BALCANI- Viaggio a Sarajevo di Clelia Fiano “Questa estate ho fatto un viaggio. Un viaggio nella memoria lungo le strade di Sarajevo e la via del calvario verso il campo di Srebrenica. Grazie a Semso, un amico bosniaco, e al suo invito nel cuore della Bosnia, ho capito per la prima volta cos’è successo nei Balcani, sentendo...
 
Partenza il: 09/07/2005
Ritorno il: 15/07/2005
Viaggiatori: in gruppo
Spesa: 500 €

BALCANI- Viaggio a Sarajevo di Clelia Fiano “Questa estate ho fatto un viaggio. Un viaggio nella memoria lungo le strade di Sarajevo e la via del calvario verso il campo di Srebrenica.
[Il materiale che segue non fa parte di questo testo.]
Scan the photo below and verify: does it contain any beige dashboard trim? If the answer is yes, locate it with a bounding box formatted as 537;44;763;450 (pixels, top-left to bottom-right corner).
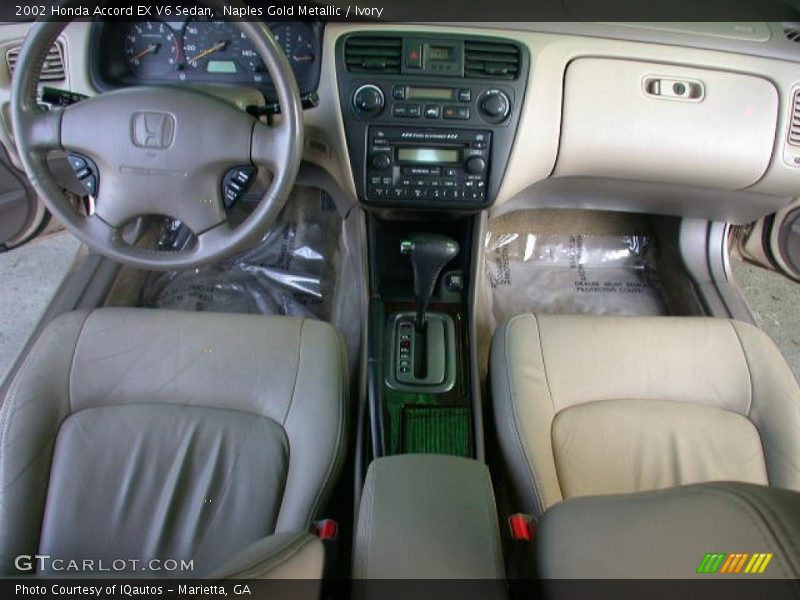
0;22;800;218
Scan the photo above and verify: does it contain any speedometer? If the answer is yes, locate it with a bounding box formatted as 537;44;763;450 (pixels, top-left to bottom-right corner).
125;21;179;79
183;20;264;82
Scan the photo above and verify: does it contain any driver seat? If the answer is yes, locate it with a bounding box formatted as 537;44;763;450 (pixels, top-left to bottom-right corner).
0;308;347;578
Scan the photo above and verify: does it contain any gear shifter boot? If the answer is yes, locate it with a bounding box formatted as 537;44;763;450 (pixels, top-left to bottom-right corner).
400;233;458;331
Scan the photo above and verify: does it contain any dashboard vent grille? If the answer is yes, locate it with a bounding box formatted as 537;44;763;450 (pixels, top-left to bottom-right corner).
464;41;520;80
789;89;800;146
6;44;66;81
344;36;403;73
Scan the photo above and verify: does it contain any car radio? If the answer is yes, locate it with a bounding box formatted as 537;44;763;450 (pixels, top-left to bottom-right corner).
366;126;492;203
336;30;530;211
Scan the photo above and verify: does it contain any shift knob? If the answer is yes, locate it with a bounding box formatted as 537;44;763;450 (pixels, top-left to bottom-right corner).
400;233;458;331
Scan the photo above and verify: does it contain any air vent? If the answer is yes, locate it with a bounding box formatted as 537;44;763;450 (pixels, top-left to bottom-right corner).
6;44;65;81
464;41;520;80
344;36;403;73
789;88;800;146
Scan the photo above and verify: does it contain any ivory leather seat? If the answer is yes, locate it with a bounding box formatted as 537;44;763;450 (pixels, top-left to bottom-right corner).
0;308;347;577
491;314;800;514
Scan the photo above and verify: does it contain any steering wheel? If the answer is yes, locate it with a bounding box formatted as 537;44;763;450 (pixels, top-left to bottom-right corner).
11;2;303;270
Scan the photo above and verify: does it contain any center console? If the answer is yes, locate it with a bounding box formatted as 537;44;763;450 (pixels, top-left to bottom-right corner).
337;33;529;210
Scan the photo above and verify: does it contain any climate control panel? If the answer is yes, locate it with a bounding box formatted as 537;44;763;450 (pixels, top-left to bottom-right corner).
336;31;530;210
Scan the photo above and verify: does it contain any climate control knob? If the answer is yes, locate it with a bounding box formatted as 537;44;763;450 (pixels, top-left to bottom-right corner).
464;156;486;175
353;83;385;117
371;152;392;171
478;90;511;123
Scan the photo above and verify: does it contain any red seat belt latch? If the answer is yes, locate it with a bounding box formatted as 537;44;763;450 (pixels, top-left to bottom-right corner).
508;513;536;542
314;519;339;541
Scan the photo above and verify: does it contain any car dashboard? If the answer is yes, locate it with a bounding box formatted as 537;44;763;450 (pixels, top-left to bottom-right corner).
90;18;323;100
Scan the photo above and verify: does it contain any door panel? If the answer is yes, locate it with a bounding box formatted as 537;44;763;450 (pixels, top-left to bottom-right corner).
734;198;800;282
0;145;50;250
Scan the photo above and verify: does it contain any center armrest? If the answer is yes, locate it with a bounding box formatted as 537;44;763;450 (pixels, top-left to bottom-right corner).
353;454;505;579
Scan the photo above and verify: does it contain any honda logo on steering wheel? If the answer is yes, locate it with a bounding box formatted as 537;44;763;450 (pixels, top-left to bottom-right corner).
131;112;175;149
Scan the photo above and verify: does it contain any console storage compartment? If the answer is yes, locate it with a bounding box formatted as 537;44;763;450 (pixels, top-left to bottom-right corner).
353;454;505;580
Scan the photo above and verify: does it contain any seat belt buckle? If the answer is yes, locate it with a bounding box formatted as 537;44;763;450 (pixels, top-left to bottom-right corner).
314;519;339;542
508;513;536;542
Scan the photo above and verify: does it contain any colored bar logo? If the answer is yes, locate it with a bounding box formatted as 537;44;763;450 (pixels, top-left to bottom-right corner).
697;552;773;575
Grazie a Semso, un amico bosniaco, e al suo invito nel cuore della Bosnia, ho capito per la prima volta cos’è successo nei Balcani, sentendo sulla pelle la paura della guerra percorrendo la Repubblica di Srbija, dove la tensione si taglia nell’aria. Grazie a Semso ho anche scoperto le atmosfere del mondo “balcano”, con i suoi ritmi lenti scanditi da un caffè alla turca, e l’ospitalità della gente bosniaca, pronta a ricominciare. E lungo questo percorso, per ogni passo, tra le case dai muri ancora bucati dagli spari dei cecchini, un solo pensiero: raccontare.” 9 Luglio 2005- La Partenza Dopo tredici ore di un lungo viaggio in autobus eccoci giunti sulle colline di Sarajevo. Ad accoglierci una famiglia montenegrina giunta in queste zone dieci anni fa, nel pieno della guerra. La casa è modesta, i mattoni ancora esposti, un cortile con alcuni alberi da frutto, su un pendio alle spalle della città. Il viaggio è stato lungo e un po’ stancante. Partenza alle 17 di sabato dalla stazione degli autobus di Trieste. Arrivo previsto a Zagabria alle 21 per la coincidenza con Sarajevo. Ci stipiamo nel pullman, e scambio due chiacchiere con una ragazza che affronta con me questo viaggio. L’atmosfera è rilassante. Il paesaggio sloveno si presenta in tutta la sua eleganza “montana”. Casupole con tetto spiovente rosso, o grigio, tipico delle zone dove di inverno nevica molto. Il verde degli alberi è intenso. Tutto all’occhio appare ordinato. Le immagini dal finestrino si susseguono come una serie di fotogrammi idilliaci, dipinti dal tratto deciso e armonioso di un’artista austriaco. Nei pressi di Otocec si scorge un castello medievale tra il verde lungo la strada, e un mucchio di tende canadesi stipate a ridosso del fiume. Mi dicono che ci sarà un festival. Mi riprometto di ritornare a visitare questi posti appena possibile.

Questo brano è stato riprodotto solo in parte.